Matt Weiner 05.23.04 at 5:10 pm
q, I think you’re exemplifying the problem with defining “liberal” in terms of some political theory and then scolding contemporary liberals for not conforming to it. Of course, if liberalism really is economic libertarianism (and Cromwell wasn’t big on religious liberty IIRC) then contemporary liberals don’t do a good job of measuring up to it. But if liberalism involves some sort of concern for the fate of the poorest in society, a la Rawls, high taxes on the wealthy are perfectly liberal.
And they’re only authoritarian if you think that the right to contract without taxes trumps all others, which maybe is a view you might get from Locke or Smith–but as Matthew Yglesias has elegantly argued, Locke and Smith were responding to a particular set of circumstances with doctrines that approved on that set, and there’s no reason to take those doctrines as setting the template for liberalism for all time. Liberalism is pretty pragmatic.
Matt Weiner 05.23.04 at 5:14 pm
Mingy point: That’s Charles Peirce the pragmatic philosopher, not Eric Alterman’s buddy Charles Pierce.
roger 05.23.04 at 5:42 pm
Let’s get this straight. The supporters of the War are Burkians and Neo-Hayekians? Hmm. You centrally plan the absolute change of another State without any tacit knowledge — or even much overt knowledge — of the culture. You do it because you have a theory of politics you want to prove.
Wow. I understand, though. Take Hayek’s Use of Knowledge in Society, or Burke’s speeches on the East India Bill, his Reflections on the French Revolution, or the speeches on Warren Hastings Impeachment. Sure, on the surface they seem to indicate that the Iraq war is the exact kind of thing radical ideologues, without any appreciation of the idea of self organization, would inflict, with maximal pain, on a historically evolved order. But that is just the surface, man! See, you go out and you buy Leo Strauss’s special lemon juice, and you rub that juice on the pages. And hey Presto! It turns out that Hayek and Burke, oh so prophetically, say the same things: FOLLOW PRESIDENT BUSH LIKE ROBOTS.

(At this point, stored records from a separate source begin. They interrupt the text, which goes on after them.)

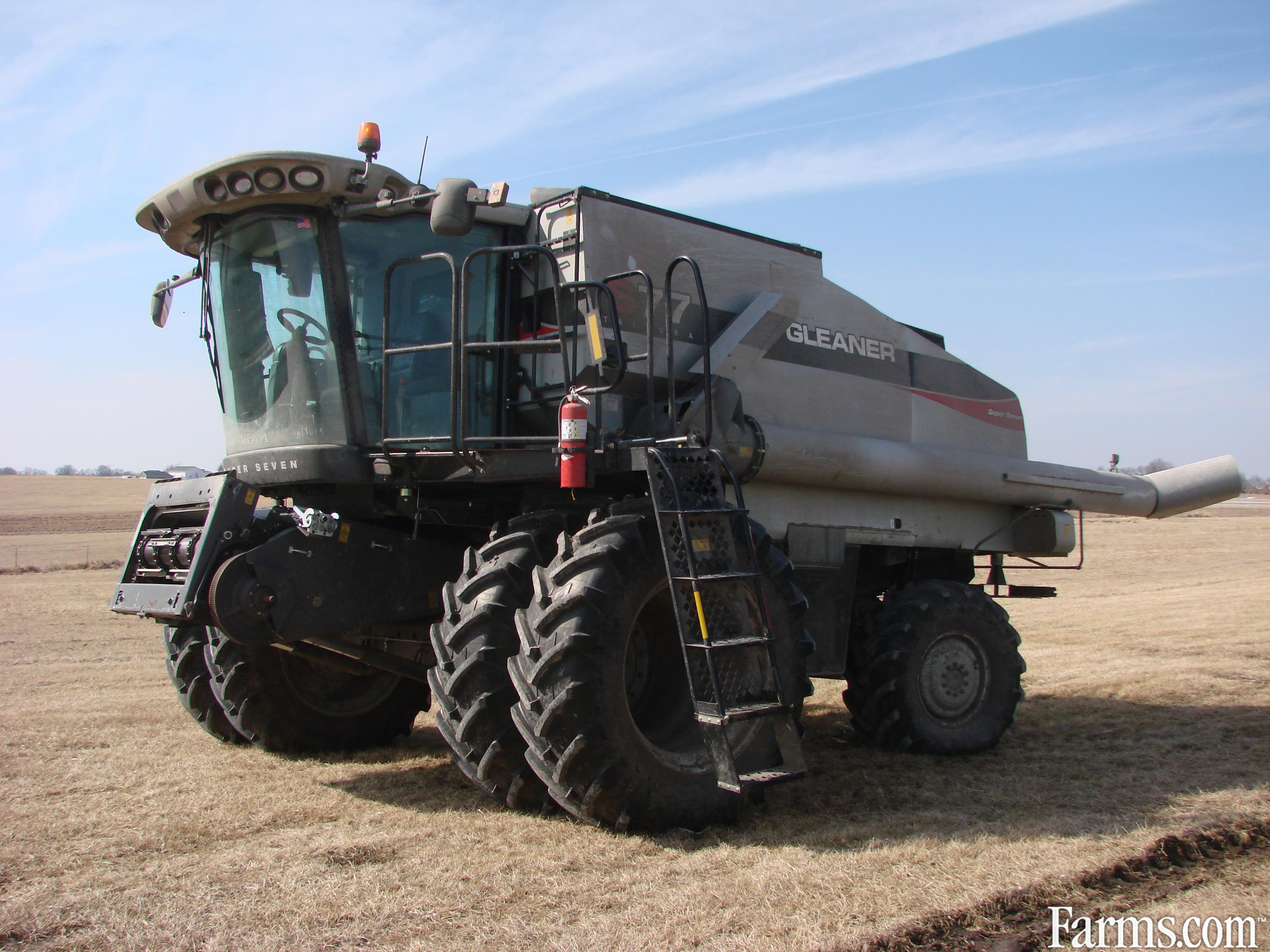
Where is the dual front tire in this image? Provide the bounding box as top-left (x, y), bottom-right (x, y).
top-left (429, 499), bottom-right (810, 829)
top-left (164, 626), bottom-right (429, 754)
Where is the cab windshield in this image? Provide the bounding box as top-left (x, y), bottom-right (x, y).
top-left (208, 214), bottom-right (348, 455)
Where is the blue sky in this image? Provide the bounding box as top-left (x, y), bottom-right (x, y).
top-left (0, 0), bottom-right (1270, 475)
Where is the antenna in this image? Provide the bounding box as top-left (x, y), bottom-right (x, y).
top-left (414, 136), bottom-right (428, 186)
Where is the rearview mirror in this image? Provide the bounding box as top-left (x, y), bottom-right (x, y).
top-left (150, 264), bottom-right (203, 328)
top-left (150, 281), bottom-right (172, 328)
top-left (430, 179), bottom-right (476, 237)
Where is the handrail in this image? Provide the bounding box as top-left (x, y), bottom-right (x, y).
top-left (560, 281), bottom-right (626, 395)
top-left (665, 255), bottom-right (714, 445)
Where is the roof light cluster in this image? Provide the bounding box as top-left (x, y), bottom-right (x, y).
top-left (203, 165), bottom-right (322, 202)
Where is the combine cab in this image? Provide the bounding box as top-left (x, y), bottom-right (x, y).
top-left (112, 124), bottom-right (1238, 829)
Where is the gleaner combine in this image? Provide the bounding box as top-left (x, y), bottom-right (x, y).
top-left (119, 123), bottom-right (1239, 829)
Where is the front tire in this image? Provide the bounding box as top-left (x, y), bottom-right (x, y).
top-left (842, 580), bottom-right (1026, 754)
top-left (428, 509), bottom-right (582, 810)
top-left (508, 500), bottom-right (810, 830)
top-left (206, 628), bottom-right (430, 754)
top-left (162, 624), bottom-right (243, 744)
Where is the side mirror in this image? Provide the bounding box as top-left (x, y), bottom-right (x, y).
top-left (150, 281), bottom-right (172, 328)
top-left (429, 179), bottom-right (476, 237)
top-left (150, 264), bottom-right (203, 328)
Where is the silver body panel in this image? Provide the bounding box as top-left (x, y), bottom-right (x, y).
top-left (549, 189), bottom-right (1238, 551)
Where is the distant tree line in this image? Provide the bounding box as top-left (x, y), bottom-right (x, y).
top-left (0, 463), bottom-right (136, 476)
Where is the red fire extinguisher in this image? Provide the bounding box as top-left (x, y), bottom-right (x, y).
top-left (560, 393), bottom-right (587, 489)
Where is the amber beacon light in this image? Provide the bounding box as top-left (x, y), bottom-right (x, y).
top-left (357, 122), bottom-right (380, 159)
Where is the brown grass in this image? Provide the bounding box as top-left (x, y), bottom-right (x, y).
top-left (0, 476), bottom-right (154, 528)
top-left (0, 518), bottom-right (1270, 952)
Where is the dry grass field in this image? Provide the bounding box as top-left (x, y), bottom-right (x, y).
top-left (0, 510), bottom-right (1270, 952)
top-left (0, 476), bottom-right (153, 571)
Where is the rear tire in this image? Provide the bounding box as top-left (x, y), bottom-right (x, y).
top-left (842, 580), bottom-right (1027, 754)
top-left (509, 500), bottom-right (812, 830)
top-left (162, 624), bottom-right (243, 744)
top-left (428, 510), bottom-right (582, 810)
top-left (206, 628), bottom-right (430, 754)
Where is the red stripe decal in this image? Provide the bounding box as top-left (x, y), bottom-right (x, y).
top-left (904, 387), bottom-right (1024, 430)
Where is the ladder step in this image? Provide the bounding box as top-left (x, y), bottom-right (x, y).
top-left (685, 637), bottom-right (772, 651)
top-left (656, 507), bottom-right (749, 515)
top-left (740, 768), bottom-right (807, 787)
top-left (671, 572), bottom-right (757, 588)
top-left (697, 701), bottom-right (789, 725)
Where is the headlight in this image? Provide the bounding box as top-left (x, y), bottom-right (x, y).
top-left (229, 171), bottom-right (255, 198)
top-left (291, 165), bottom-right (321, 192)
top-left (255, 168), bottom-right (287, 192)
top-left (203, 179), bottom-right (230, 202)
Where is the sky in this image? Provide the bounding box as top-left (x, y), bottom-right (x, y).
top-left (0, 0), bottom-right (1270, 475)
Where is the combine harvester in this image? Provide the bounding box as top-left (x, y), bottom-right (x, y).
top-left (112, 123), bottom-right (1239, 829)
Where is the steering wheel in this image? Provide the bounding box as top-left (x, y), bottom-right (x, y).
top-left (275, 307), bottom-right (330, 358)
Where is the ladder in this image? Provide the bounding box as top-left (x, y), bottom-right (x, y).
top-left (647, 444), bottom-right (807, 793)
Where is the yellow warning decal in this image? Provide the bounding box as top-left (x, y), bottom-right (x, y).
top-left (587, 311), bottom-right (604, 363)
top-left (692, 592), bottom-right (710, 641)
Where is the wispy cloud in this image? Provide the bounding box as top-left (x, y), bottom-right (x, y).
top-left (0, 237), bottom-right (154, 300)
top-left (640, 84), bottom-right (1270, 207)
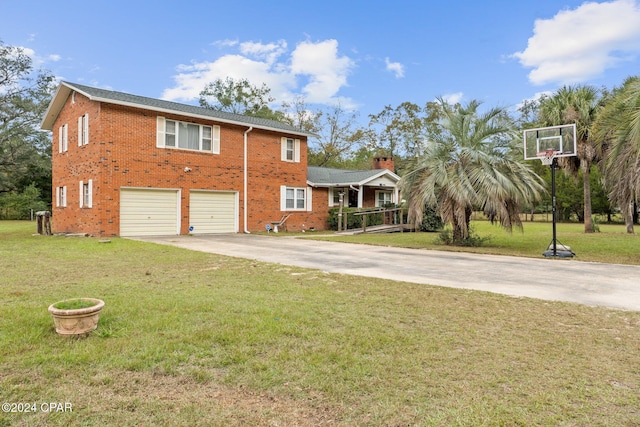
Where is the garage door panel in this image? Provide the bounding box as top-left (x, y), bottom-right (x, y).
top-left (189, 191), bottom-right (238, 234)
top-left (120, 189), bottom-right (179, 236)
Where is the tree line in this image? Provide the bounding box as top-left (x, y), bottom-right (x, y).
top-left (0, 41), bottom-right (640, 242)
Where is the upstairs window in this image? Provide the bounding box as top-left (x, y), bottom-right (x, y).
top-left (78, 114), bottom-right (89, 147)
top-left (280, 137), bottom-right (300, 163)
top-left (56, 185), bottom-right (67, 208)
top-left (58, 123), bottom-right (69, 153)
top-left (156, 117), bottom-right (220, 154)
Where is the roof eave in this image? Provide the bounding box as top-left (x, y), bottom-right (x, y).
top-left (40, 82), bottom-right (317, 137)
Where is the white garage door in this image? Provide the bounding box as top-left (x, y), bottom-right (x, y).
top-left (189, 191), bottom-right (238, 234)
top-left (120, 188), bottom-right (180, 236)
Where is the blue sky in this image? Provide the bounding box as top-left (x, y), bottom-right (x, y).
top-left (0, 0), bottom-right (640, 123)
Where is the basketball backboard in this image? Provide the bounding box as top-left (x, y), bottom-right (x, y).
top-left (523, 124), bottom-right (577, 160)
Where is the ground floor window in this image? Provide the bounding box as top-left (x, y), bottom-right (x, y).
top-left (80, 179), bottom-right (93, 208)
top-left (280, 186), bottom-right (311, 211)
top-left (376, 191), bottom-right (393, 208)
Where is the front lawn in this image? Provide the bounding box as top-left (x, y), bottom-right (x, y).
top-left (0, 222), bottom-right (640, 426)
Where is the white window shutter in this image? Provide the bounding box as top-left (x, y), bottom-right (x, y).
top-left (211, 126), bottom-right (220, 154)
top-left (87, 179), bottom-right (93, 208)
top-left (280, 185), bottom-right (287, 211)
top-left (294, 139), bottom-right (300, 163)
top-left (156, 116), bottom-right (165, 148)
top-left (78, 181), bottom-right (84, 208)
top-left (280, 136), bottom-right (287, 161)
top-left (78, 116), bottom-right (82, 147)
top-left (82, 113), bottom-right (89, 145)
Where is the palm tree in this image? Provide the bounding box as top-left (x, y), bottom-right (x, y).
top-left (539, 85), bottom-right (599, 233)
top-left (401, 99), bottom-right (544, 244)
top-left (594, 76), bottom-right (640, 234)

Those conservative intellectuals. They get more impressive by the month.
q 05.23.04 at 6:19 pm
Matt Weiner:
To clarify, I was focussing on the taxes on earnings derived from labour, not taxes derived from wealth (capital).
Adam Kotsko 05.23.04 at 6:46 pm
There is definitely a breed of intellectually curious, impatient young men who, due to not being well-read in any real sense but already feeling themselves superior to others, latch onto conservative “philosophy” or whatever you want to call it — as a weapon to use against others.

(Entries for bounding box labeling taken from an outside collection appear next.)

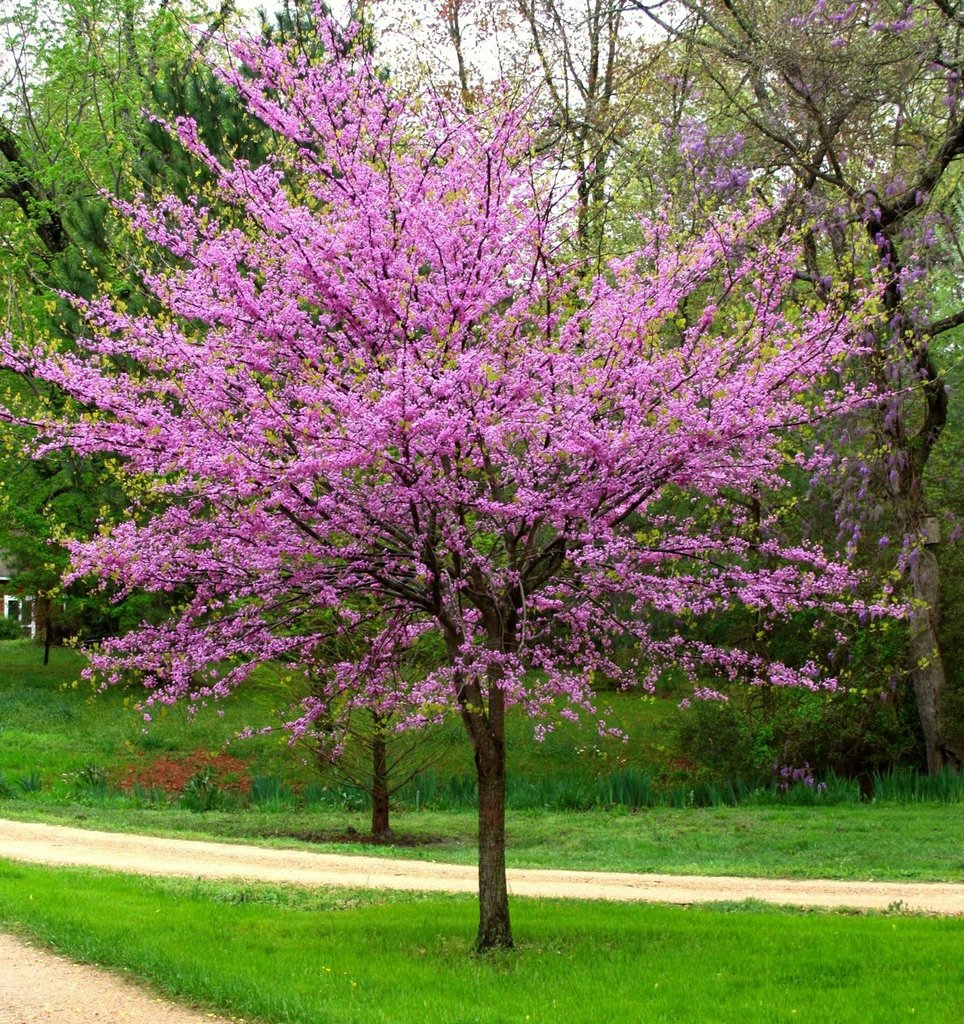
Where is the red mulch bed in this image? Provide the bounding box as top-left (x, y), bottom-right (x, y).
top-left (121, 751), bottom-right (251, 794)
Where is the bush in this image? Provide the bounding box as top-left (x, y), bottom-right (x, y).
top-left (0, 618), bottom-right (24, 640)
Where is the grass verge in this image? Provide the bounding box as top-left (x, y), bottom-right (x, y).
top-left (0, 798), bottom-right (964, 882)
top-left (0, 862), bottom-right (964, 1024)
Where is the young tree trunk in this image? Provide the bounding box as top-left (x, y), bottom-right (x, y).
top-left (372, 715), bottom-right (391, 840)
top-left (909, 547), bottom-right (964, 773)
top-left (475, 741), bottom-right (512, 952)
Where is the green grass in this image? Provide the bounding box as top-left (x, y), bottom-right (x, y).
top-left (0, 799), bottom-right (964, 882)
top-left (0, 641), bottom-right (675, 797)
top-left (0, 864), bottom-right (964, 1024)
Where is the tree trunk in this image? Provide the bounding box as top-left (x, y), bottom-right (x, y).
top-left (475, 741), bottom-right (512, 952)
top-left (909, 547), bottom-right (964, 773)
top-left (372, 729), bottom-right (391, 840)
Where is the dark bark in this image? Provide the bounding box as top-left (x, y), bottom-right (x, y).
top-left (475, 716), bottom-right (512, 952)
top-left (868, 217), bottom-right (964, 772)
top-left (446, 609), bottom-right (514, 952)
top-left (372, 715), bottom-right (391, 840)
top-left (909, 548), bottom-right (964, 773)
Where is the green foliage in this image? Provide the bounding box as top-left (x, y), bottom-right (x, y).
top-left (16, 771), bottom-right (43, 793)
top-left (0, 864), bottom-right (964, 1024)
top-left (0, 618), bottom-right (24, 640)
top-left (180, 768), bottom-right (228, 814)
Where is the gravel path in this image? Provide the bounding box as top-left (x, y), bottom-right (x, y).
top-left (0, 820), bottom-right (964, 914)
top-left (0, 935), bottom-right (236, 1024)
top-left (0, 820), bottom-right (964, 1024)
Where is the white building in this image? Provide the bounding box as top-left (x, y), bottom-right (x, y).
top-left (0, 554), bottom-right (37, 637)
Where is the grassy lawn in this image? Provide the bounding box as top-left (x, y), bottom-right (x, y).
top-left (0, 642), bottom-right (964, 881)
top-left (0, 641), bottom-right (676, 797)
top-left (0, 863), bottom-right (964, 1024)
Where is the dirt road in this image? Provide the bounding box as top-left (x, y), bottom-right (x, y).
top-left (0, 935), bottom-right (237, 1024)
top-left (0, 820), bottom-right (964, 914)
top-left (0, 820), bottom-right (964, 1024)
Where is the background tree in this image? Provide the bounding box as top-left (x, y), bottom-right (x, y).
top-left (4, 16), bottom-right (885, 949)
top-left (637, 0), bottom-right (964, 771)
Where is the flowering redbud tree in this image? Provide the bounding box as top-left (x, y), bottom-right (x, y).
top-left (4, 19), bottom-right (879, 949)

I know that I was seduced by the right-wing propaganda machine for a while in high school, just because I was in the mood to be opposed to the “liberal” stuff we were learning in high school (ironically enough, I now think I had a great high school education, all things considered, and regret feeling like I was superior to the ideas I was learning). As soon as I went away to college and there wasn’t as much pressure to try to start conversations with my dad based on Rush Limbaugh, I pretty much stopped caring about whether progressive taxation was like the Holocaust, then when Bush became the Republican nominee, I realized what a farce the whole thing was.
(I come from a religious tradition that encourages personal testimonies, and Republicanism.)
Robert Lyman 05.23.04 at 8:18 pm
q, I think you’re exemplifying the problem with defining “liberal†in terms of some political theory and then scolding contemporary liberals for not conforming to it.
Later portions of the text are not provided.